Berta, de 70 años, con una campera gruesa y negra que le llega hasta los tobillos, se sienta sobre la bolsa de consorcio como si fuera un sillón. Dice, con una sonrisa, que la brujería existe, mientras peina su pelo gris y ondulado con los dedos. Le robaron todas sus pertenencias del cuarto del hotel donde estaba durmiendo, se quedó sin plata y hace tres meses que duerme acá, siempre junto al enrejado del mismo local de zapatillas deportivas. Su hermana, único familiar que le queda, vive en una casa en Villa Ballester, pero no puede recibirla. Durante el día "patea el barrio". No dice más. Pero insiste: toda la culpa es de la brujería y de una amiga suya que le hizo una maldición. "Fue ella. Todos lo saben. La van a matar y va ir al infierno". Ahora se para. Empieza a limpiar la vereda. Usa un pedazo de cartón como escoba, se agacha y barre. Papeles, latas, botellas de plástico, más cartón.
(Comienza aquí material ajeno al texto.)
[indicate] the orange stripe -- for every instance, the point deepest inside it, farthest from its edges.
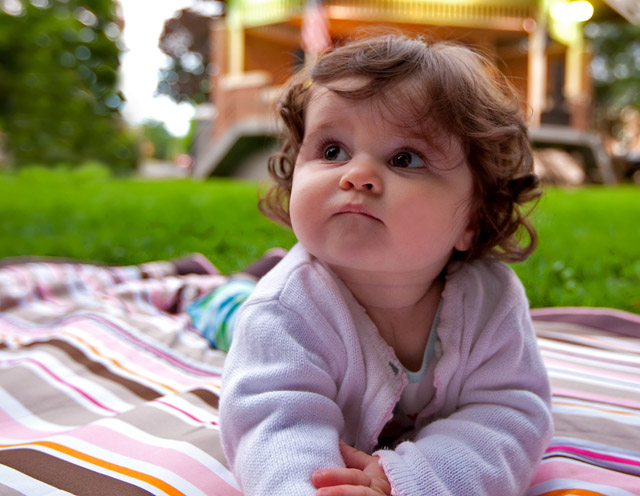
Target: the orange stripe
(572, 492)
(592, 407)
(149, 479)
Berta junta toda la basura que la rodea y la deposita con sumo cuidado en uno de los tres contenedores que asoman sobre la avenida. Repite la secuencia varias veces. No deja ni un sólo papel a la vista. Cuando se agacha, arrastra su campera por el piso. Con una mano, sostiene firme el cierre a la altura del cuello. No la despega de ahí. En un intento por levantar páginas sueltas de un diario, la holgada campera se abre. Debajo, Berta, está desnuda...
Fotos de Diego Spiteri
(La nota completa en la edición gráfica de Sudestada... ¿Por qué publicamos apenas un fragmento de cada artículo? Porque la subsistencia de Sudestada depende en un 100 por ciento de la venta y de la confianza con sus lectores, no recibimos subsidios ni pauta alguna, de modo que la venta directa garantiza que nuestra publicación siga en las calles. Gracias por comprender)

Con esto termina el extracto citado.